The women in Nashville went one step further. They did what club women did best, they organized and mobilized to support Hubbard. After money was raised and the hospital almost complete Nashville ladies formed The George W. Hubbard Hospital Club. Dr. Josie E. Wells was elected president of the club. Again a series of events were planned in order to raise funds and get physical donations in order to outfit the hospital with necessities: furniture, washers, stoves, linens, etc.. Other clubs contributed as well. Literary and art clubs like the Phyllis Wheatley Club, the Carnation Club and the Forget Me Not held special meetings requesting of their members monetary or physical donations. “Linen showers,” very much reminiscent of bridal showers were quite common throughout the area.

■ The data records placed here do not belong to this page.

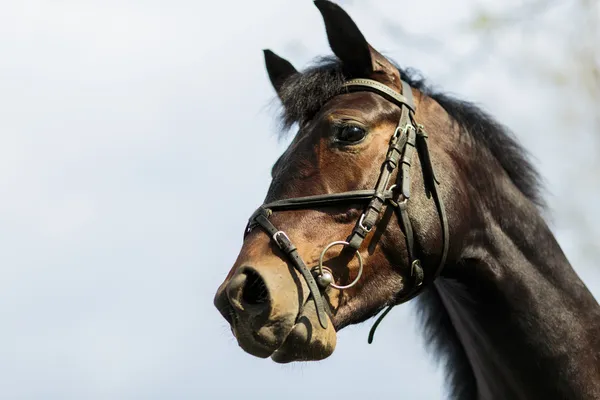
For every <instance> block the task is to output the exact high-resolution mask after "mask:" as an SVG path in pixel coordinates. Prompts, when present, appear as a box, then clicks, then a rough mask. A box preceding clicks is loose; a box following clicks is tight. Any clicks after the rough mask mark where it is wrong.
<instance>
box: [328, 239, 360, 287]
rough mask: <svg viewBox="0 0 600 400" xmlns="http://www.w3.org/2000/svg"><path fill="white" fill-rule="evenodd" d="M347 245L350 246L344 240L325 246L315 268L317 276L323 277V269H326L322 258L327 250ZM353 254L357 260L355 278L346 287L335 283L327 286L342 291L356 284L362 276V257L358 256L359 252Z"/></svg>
mask: <svg viewBox="0 0 600 400" xmlns="http://www.w3.org/2000/svg"><path fill="white" fill-rule="evenodd" d="M348 245H350V243H348V242H346V241H344V240H338V241H335V242H331V243H329V244H328V245H327V246H325V248H324V249H323V251H322V252H321V256H320V257H319V265H318V266H317V268H318V270H319V272H318V274H319V276H322V275H323V268H326V267H323V257H325V253H327V250H329V249H330V248H332V247H333V246H344V247H345V246H348ZM355 254H356V257H357V258H358V275H356V278H354V280H353V281H352V282H350V283H349V284H347V285H336V284H335V283H333V282H331V283H330V284H329V286H331V287H334V288H336V289H339V290H344V289H348V288H351V287H352V286H354V285H356V284H357V283H358V281H359V279H360V276H361V275H362V271H363V260H362V256H361V255H360V252H359V251H358V250H357V251H356V252H355ZM332 276H333V274H332Z"/></svg>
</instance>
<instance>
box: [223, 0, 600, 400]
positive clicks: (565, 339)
mask: <svg viewBox="0 0 600 400" xmlns="http://www.w3.org/2000/svg"><path fill="white" fill-rule="evenodd" d="M314 4H315V5H316V7H317V8H318V10H319V11H320V13H321V14H322V17H323V20H324V22H325V28H326V33H327V38H328V41H329V45H330V48H331V50H332V52H333V53H334V56H333V57H332V56H330V57H325V58H322V59H320V60H319V61H318V62H317V63H316V64H315V65H313V66H310V67H309V68H307V69H306V70H304V71H302V72H299V71H297V70H296V68H295V67H294V66H293V65H292V64H291V63H290V62H289V61H287V60H285V59H283V58H282V57H279V56H278V55H276V54H275V53H273V52H272V51H270V50H265V51H264V57H265V64H266V69H267V72H268V75H269V78H270V81H271V83H272V85H273V87H274V89H275V92H276V93H277V96H278V97H279V99H280V101H281V104H282V109H283V115H282V120H283V128H284V130H286V129H285V128H287V130H289V129H290V128H291V127H296V128H297V133H296V135H295V136H294V138H293V140H292V141H291V143H290V145H289V147H288V148H287V149H286V150H285V152H284V153H283V154H282V155H281V157H280V158H279V159H278V160H277V161H276V162H275V164H274V166H273V169H272V181H271V184H270V187H269V189H268V192H267V195H266V198H265V203H264V204H263V205H262V206H260V207H259V208H258V209H257V210H256V212H255V213H254V214H253V215H252V216H251V217H250V219H249V221H248V225H247V228H246V230H245V232H244V242H243V245H242V248H241V250H240V252H239V255H238V257H237V260H236V261H235V263H234V265H233V267H232V268H231V270H230V271H229V273H228V274H227V276H226V278H225V280H224V282H223V283H222V284H221V285H220V287H219V288H218V290H217V293H216V295H215V299H214V304H215V306H216V308H217V309H218V310H219V312H220V313H221V314H222V315H223V317H224V318H225V319H226V320H227V321H228V322H229V324H230V325H231V330H232V332H233V335H234V336H235V337H236V339H237V342H238V344H239V345H240V346H241V348H242V349H243V350H245V351H246V352H247V353H249V354H251V355H254V356H257V357H261V358H268V357H270V358H271V359H272V360H273V361H275V362H279V363H288V362H293V361H311V360H312V361H317V360H322V359H324V358H326V357H328V356H329V355H331V354H332V352H333V351H334V349H335V346H336V332H337V331H339V330H341V329H343V328H344V327H345V326H348V325H350V324H357V323H360V322H363V321H366V320H367V319H369V318H371V317H374V316H376V315H377V314H379V313H380V312H381V311H382V310H384V309H385V311H384V312H383V313H382V314H380V317H379V319H378V320H377V322H376V323H375V325H374V327H377V325H379V323H380V322H381V319H382V317H383V316H385V315H386V314H387V313H388V312H389V311H390V310H391V309H392V307H394V306H396V305H398V304H401V303H404V302H406V301H409V300H411V299H413V298H414V299H415V300H414V301H415V302H417V307H418V312H419V315H420V318H421V322H422V325H423V328H424V330H423V332H424V334H423V335H424V340H425V342H426V343H427V344H428V346H429V347H428V348H429V349H430V350H431V351H433V352H436V353H437V354H438V355H439V359H441V360H445V361H446V362H445V365H446V369H447V371H446V376H447V382H448V391H449V394H450V397H451V398H454V399H569V400H575V399H600V306H599V305H598V303H597V301H596V300H595V299H594V297H593V296H592V294H591V293H590V291H589V290H588V289H587V287H586V286H585V284H584V283H583V282H582V281H581V279H580V278H579V277H578V275H577V274H576V272H575V271H574V270H573V268H572V267H571V265H570V264H569V261H568V260H567V258H566V256H565V254H564V253H563V251H562V250H561V248H560V245H559V244H558V242H557V241H556V239H555V237H554V236H553V234H552V232H551V230H550V229H549V227H548V225H547V224H546V222H545V221H544V218H543V213H544V211H545V207H546V206H545V204H544V201H543V199H542V195H541V192H542V190H541V184H540V177H539V174H538V173H537V172H536V170H535V168H534V167H533V166H532V164H531V162H530V161H529V159H528V153H527V152H526V150H525V149H523V148H522V146H521V145H520V144H519V143H518V141H517V140H516V138H515V137H514V135H513V134H512V133H511V132H510V131H509V130H508V129H507V128H505V127H504V126H503V125H502V124H500V123H499V122H497V121H496V120H495V119H494V118H493V117H491V116H490V115H489V114H488V113H486V112H484V111H482V110H481V109H480V108H478V107H477V106H475V105H473V104H472V103H469V102H466V101H462V100H458V99H456V98H454V97H452V96H449V95H446V94H444V93H441V92H440V91H437V90H434V89H432V88H431V87H430V86H429V85H428V83H426V81H425V80H424V79H423V78H422V77H420V76H419V75H416V74H415V73H414V72H411V70H408V69H403V68H400V67H399V66H398V65H397V64H396V63H394V62H393V61H390V60H389V59H388V58H386V57H385V56H383V55H382V54H381V53H380V52H378V51H377V50H375V48H373V47H372V46H371V45H370V44H369V43H368V42H367V41H366V39H365V37H364V36H363V34H362V33H361V31H360V30H359V28H358V27H357V26H356V24H355V23H354V21H353V20H352V19H351V17H350V16H349V15H348V14H347V13H346V12H345V11H344V10H343V9H342V8H341V7H339V6H338V5H336V4H335V3H332V2H330V1H326V0H316V1H314ZM557 162H564V160H561V159H560V157H558V159H557ZM373 334H374V330H372V332H371V334H370V340H372V339H373Z"/></svg>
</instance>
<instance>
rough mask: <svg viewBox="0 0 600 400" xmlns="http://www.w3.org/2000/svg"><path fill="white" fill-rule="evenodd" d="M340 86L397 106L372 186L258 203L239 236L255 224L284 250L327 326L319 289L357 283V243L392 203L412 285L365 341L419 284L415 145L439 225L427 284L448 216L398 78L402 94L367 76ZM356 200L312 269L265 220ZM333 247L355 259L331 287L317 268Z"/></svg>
mask: <svg viewBox="0 0 600 400" xmlns="http://www.w3.org/2000/svg"><path fill="white" fill-rule="evenodd" d="M343 87H344V88H345V89H346V90H347V91H348V92H350V91H352V92H355V91H370V92H374V93H377V94H378V95H380V96H382V97H384V98H385V99H386V100H388V101H391V102H392V103H394V104H396V105H397V106H399V107H400V108H401V115H400V121H399V122H398V126H397V128H396V130H395V131H394V134H393V135H392V137H391V139H390V143H389V147H388V152H387V155H386V158H385V161H384V162H383V165H382V167H381V173H380V175H379V178H378V179H377V184H376V185H375V189H373V190H353V191H349V192H342V193H333V194H321V195H315V196H305V197H295V198H290V199H284V200H277V201H274V202H271V203H267V204H263V205H262V206H260V207H259V208H258V209H257V210H256V211H255V212H254V214H252V216H251V217H250V220H249V222H248V226H247V228H246V232H245V235H247V234H248V233H249V232H250V231H251V230H252V229H253V228H254V227H256V226H260V227H262V228H263V229H264V230H265V231H266V232H267V233H268V234H269V236H270V237H271V240H272V241H274V242H275V243H276V244H277V246H278V247H279V248H280V249H281V251H283V253H284V254H286V256H287V257H288V259H289V261H290V262H291V263H292V264H293V265H294V267H295V268H296V269H297V270H298V271H299V272H300V273H301V274H302V276H303V277H304V280H305V281H306V284H307V285H308V288H309V289H310V292H311V295H312V298H313V301H314V302H315V308H316V311H317V316H318V319H319V323H320V324H321V326H322V327H323V328H324V329H325V328H327V317H326V315H325V305H324V302H323V297H322V294H321V291H320V289H319V288H321V289H323V290H324V289H326V288H327V287H329V286H331V287H334V288H337V289H340V290H343V289H348V288H349V287H352V286H354V285H355V284H356V283H358V281H359V279H360V277H361V274H362V270H363V260H362V256H361V255H360V252H359V249H360V246H361V244H362V242H363V240H364V239H365V237H366V236H367V235H368V234H369V232H371V230H372V229H373V227H374V226H375V224H376V223H377V220H378V219H379V216H380V215H381V212H382V210H383V206H384V205H385V204H389V205H391V206H392V207H394V210H395V211H396V215H397V216H398V220H399V223H400V226H401V228H402V229H403V230H404V235H405V238H406V248H407V251H408V258H409V265H410V271H411V277H412V278H413V279H412V281H413V285H412V289H411V290H410V291H409V292H408V293H407V294H406V295H404V296H402V297H400V298H397V299H395V301H393V302H392V303H391V304H390V305H389V306H388V307H387V309H386V310H385V311H384V312H383V313H382V314H381V316H380V317H379V318H378V319H377V321H376V322H375V324H374V325H373V327H372V328H371V332H370V333H369V343H371V342H372V340H373V335H374V333H375V329H376V328H377V326H378V325H379V323H380V322H381V320H382V319H383V318H384V317H385V316H386V315H387V313H388V312H389V311H390V310H391V309H392V307H394V306H395V305H397V304H401V303H404V302H406V301H408V300H410V299H412V298H414V297H415V296H416V295H418V294H419V293H420V292H421V290H422V289H423V288H424V287H425V285H424V282H425V274H424V271H423V268H422V267H421V261H420V260H419V259H418V258H417V256H416V254H415V244H414V233H413V229H412V224H411V222H410V218H409V216H408V211H407V205H408V199H409V198H410V184H411V182H410V166H411V160H412V155H413V153H414V150H415V149H416V150H417V154H418V157H419V159H420V164H421V168H422V170H423V179H424V181H425V190H426V193H427V197H429V198H431V197H433V200H434V202H435V205H436V208H437V211H438V215H439V217H440V223H441V227H442V241H443V249H442V255H441V257H440V262H439V265H438V267H437V269H436V270H435V273H434V274H433V275H432V276H431V277H427V283H430V282H433V280H435V278H437V276H438V275H439V274H440V272H441V270H442V268H443V266H444V264H445V262H446V256H447V254H448V245H449V234H448V220H447V218H446V211H445V209H444V203H443V201H442V198H441V197H440V196H439V194H438V190H437V185H439V181H438V180H437V178H436V176H435V174H434V170H433V166H432V164H431V158H430V157H429V150H428V147H427V134H426V133H425V130H424V128H423V126H422V125H419V124H417V123H416V122H415V119H414V112H415V106H414V102H413V97H412V90H411V88H410V86H409V85H408V84H407V83H406V82H404V81H402V92H403V95H402V94H399V93H397V92H396V91H394V90H392V89H391V88H389V87H388V86H386V85H384V84H381V83H379V82H377V81H374V80H370V79H353V80H350V81H348V82H346V83H345V84H344V85H343ZM396 169H399V171H398V174H397V178H396V183H395V184H392V185H391V186H390V179H391V177H392V175H393V173H394V171H396ZM356 203H367V206H366V208H365V209H364V211H363V213H362V214H361V216H360V218H359V220H358V221H357V223H356V225H355V226H354V229H353V231H352V233H351V234H350V236H349V237H348V238H347V239H346V240H345V241H335V242H332V243H330V244H329V245H327V246H326V247H325V248H324V249H323V251H322V252H321V256H320V257H319V264H318V265H317V266H316V267H314V268H313V269H312V271H311V270H309V269H308V267H307V266H306V264H305V263H304V261H303V260H302V258H301V257H300V255H299V254H298V251H297V250H296V247H295V246H294V245H293V244H292V242H291V241H290V239H289V237H288V236H287V235H286V234H285V232H283V231H281V230H279V229H277V228H276V227H275V226H274V225H273V224H272V223H271V221H269V217H270V216H271V214H272V213H273V212H275V211H290V210H301V209H310V208H317V207H327V206H339V205H341V204H356ZM245 235H244V236H245ZM333 246H343V247H344V248H346V247H347V248H349V249H350V250H351V251H352V252H354V254H355V255H356V257H357V258H358V262H359V269H358V273H357V275H356V277H355V278H354V280H353V281H352V282H350V283H349V284H348V285H345V286H341V285H336V284H335V283H334V278H333V275H332V272H331V271H330V270H329V269H328V268H326V267H324V266H323V258H324V256H325V253H326V252H327V251H328V250H329V249H330V248H331V247H333Z"/></svg>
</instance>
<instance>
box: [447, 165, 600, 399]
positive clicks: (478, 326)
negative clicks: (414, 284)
mask: <svg viewBox="0 0 600 400" xmlns="http://www.w3.org/2000/svg"><path fill="white" fill-rule="evenodd" d="M504 175H505V174H504ZM500 179H501V183H500V186H501V188H500V190H495V191H494V192H493V193H494V198H493V199H491V200H488V201H487V202H486V201H483V202H482V203H483V204H485V205H483V206H481V208H480V209H479V210H478V211H477V215H478V217H477V218H476V219H475V220H477V221H479V223H478V224H477V226H476V227H473V228H472V230H471V231H470V233H469V234H468V235H467V237H466V238H465V240H464V243H465V245H464V248H463V251H462V256H461V260H460V261H459V262H458V263H457V264H456V265H454V266H452V267H450V268H447V271H446V272H445V274H444V277H443V278H442V279H440V280H438V281H437V282H436V288H437V290H438V292H439V295H440V299H441V301H442V303H443V305H444V306H445V308H446V310H447V312H448V316H449V317H450V320H451V322H452V325H453V326H454V329H455V330H456V334H457V337H458V340H459V341H460V342H461V344H462V347H463V349H464V352H465V355H466V357H467V359H468V361H469V363H470V366H471V369H472V371H473V374H474V378H475V382H476V386H477V388H476V392H477V396H478V397H479V398H481V399H534V398H535V399H537V398H540V399H541V398H547V399H571V400H575V399H600V307H599V306H598V303H597V302H596V300H595V299H594V297H593V296H592V294H591V293H590V292H589V290H588V289H587V288H586V286H585V285H584V283H583V282H582V281H581V280H580V279H579V277H578V276H577V274H576V273H575V271H574V270H573V268H572V267H571V265H570V264H569V262H568V261H567V259H566V257H565V255H564V253H563V252H562V250H561V248H560V246H559V245H558V243H557V242H556V240H555V238H554V236H553V235H552V233H551V232H550V229H549V228H548V226H547V225H546V223H545V222H544V220H543V218H542V217H541V215H540V213H539V211H538V210H537V207H536V206H534V205H533V204H532V203H531V201H529V200H528V199H527V198H525V196H524V195H523V194H522V193H521V192H520V191H518V190H517V188H516V187H515V186H514V185H513V184H512V182H511V181H510V180H509V179H508V177H506V176H504V177H503V178H500ZM478 192H479V194H478V195H479V196H481V191H480V190H478ZM487 193H490V191H488V192H487ZM473 195H474V196H475V195H476V194H475V193H473ZM450 368H452V366H450Z"/></svg>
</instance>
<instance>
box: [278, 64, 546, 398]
mask: <svg viewBox="0 0 600 400" xmlns="http://www.w3.org/2000/svg"><path fill="white" fill-rule="evenodd" d="M398 70H399V71H400V74H401V76H402V79H403V80H405V81H406V82H407V83H409V84H410V85H411V86H412V87H413V88H416V89H418V90H419V91H421V92H422V93H424V94H426V95H427V96H429V97H431V98H433V99H434V100H435V101H437V102H438V103H439V104H440V105H441V106H442V107H443V108H444V109H445V110H446V112H447V113H448V114H449V115H450V116H451V117H452V118H453V119H454V121H455V123H457V124H458V125H459V126H460V127H461V132H463V134H468V135H470V137H471V138H473V141H474V143H475V144H477V145H479V146H480V147H481V148H482V149H487V151H488V152H489V154H491V155H492V156H493V157H495V158H496V159H497V160H498V162H499V163H500V165H501V166H502V167H503V168H504V170H505V171H506V173H507V174H508V176H509V177H510V179H511V180H512V182H513V183H514V184H515V186H516V187H517V188H518V189H519V190H520V191H521V192H522V193H523V194H524V195H525V196H526V197H527V198H528V199H529V200H530V201H532V202H533V203H534V204H536V205H538V206H540V207H543V206H544V204H543V201H542V198H541V194H540V192H541V190H540V188H541V185H540V179H539V176H538V173H537V172H536V170H535V169H534V167H533V165H532V164H531V163H530V161H529V160H528V154H527V152H526V151H525V150H524V149H523V147H521V145H520V144H519V143H518V142H517V140H516V138H515V137H514V135H513V134H512V133H511V132H510V131H509V130H508V129H507V128H506V127H504V126H503V125H502V124H500V123H499V122H497V121H496V120H495V119H494V118H492V117H491V116H490V115H489V114H488V113H486V112H485V111H483V110H482V109H481V108H479V107H477V106H476V105H475V104H473V103H470V102H467V101H463V100H459V99H456V98H454V97H452V96H450V95H448V94H445V93H442V92H439V91H437V90H434V89H433V88H432V87H430V86H429V85H428V84H427V82H426V81H425V79H424V78H423V77H422V76H421V75H420V74H419V73H418V72H416V71H415V70H410V69H408V70H405V69H402V68H398ZM347 78H348V77H347V76H346V74H345V73H344V70H343V68H342V65H341V63H340V61H339V60H338V59H336V58H331V57H329V58H324V59H321V60H320V61H319V62H318V63H317V64H315V65H314V66H312V67H310V68H308V69H307V70H305V71H304V72H302V73H298V74H295V75H293V76H292V77H290V78H289V79H288V80H287V81H286V82H285V83H284V84H283V86H282V88H281V91H280V93H279V96H280V98H281V100H282V103H283V110H282V122H283V127H284V128H286V130H289V128H290V127H291V126H292V125H293V124H295V123H297V124H299V125H300V126H302V125H303V124H304V123H306V122H308V121H310V120H311V119H312V118H313V117H314V115H315V114H316V113H317V112H318V111H319V109H320V108H321V107H322V106H323V105H324V104H325V103H326V102H327V101H328V100H329V99H331V98H332V97H333V96H336V95H338V94H341V93H342V92H343V88H342V84H343V83H344V82H345V81H346V80H347ZM284 132H285V131H284ZM431 133H432V132H430V134H431ZM491 183H492V184H493V182H491ZM417 304H418V309H417V311H418V316H419V319H420V322H421V325H422V327H423V331H424V340H425V342H426V344H427V345H428V347H430V348H431V349H432V350H435V351H436V353H437V354H438V355H439V356H440V359H441V360H443V361H444V362H445V364H446V378H447V387H448V389H449V392H450V396H451V398H455V399H474V398H476V396H477V386H476V382H475V377H474V375H473V371H472V369H471V365H470V363H469V361H468V359H467V357H466V355H465V352H464V349H463V346H462V344H461V342H460V341H459V339H458V337H457V334H456V331H455V329H454V327H453V325H452V322H451V321H450V318H449V316H448V313H447V312H446V310H445V307H444V306H443V304H442V302H441V299H440V295H439V292H438V290H437V289H436V288H435V286H432V287H430V289H429V290H426V291H425V292H424V293H423V294H422V295H421V296H419V297H418V303H417Z"/></svg>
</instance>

Josie’s pride and joy of the Hubbard Hospital was the new maternity ward. She envisioned a place where Black mothers and infants could receive not only maternity medical care, but health care and health education in general. The goal was to increase the health and mortality of both mothers and children. Her wish was to provide a support system for poor patients, a community support system. She wanted the hospital to provide more than just treatment for sickness. So what did she do? She formed another club called the Negro Women Health Club. (Holy wow, this was why she wore herself out….Just in this post… THREE clubs…AN OFFICER in THREE clubs.) Josie said “The club will try to touch the home life directly and indirectly of many unfortunate ones who no doubt will be inmates of the hospital and under the auspices of the club, with headquarters at Meharry, mothers’ meetings will be held, where topics will be discussed relative to rearing healthy children, the precautions to be used during the summer and the care that should be commenced even before birth.(4)
Josie English Wells and her colleagues and friends did something new. They did something necessary.They did something amazing. They built a hospital from the ground up. They attended a meeting one day and decided “we are going to build a hospital.” It was the first of many firsts accomplished by her generation. These foundations, all the firsts, are a beautiful testament strength and dedication of these individuals who were both the children of slaves and parents and grandparents of civil rights activists. Every story counts.
(1) San Antonion Light, Santonio, TX 23 Sep 1897 pg.7(accessed genealogybank.com)
(2)The Nashville Globe, Nashville, TN 1 Sep 1909 pg.5(accessed newspapers.com)
(3) Romans, C.V., Meharry Medical College: A History (accessed hathidigital.org)
(4)The Tennessean, Nashville, TN 15Aug 1910, pg. 5 (accessed newspapers.com)
One thought on “Hubbard Hospital”
The saying, “if you want something done, ask the busiest person in the room” is totally true. I am sure Josie was that person!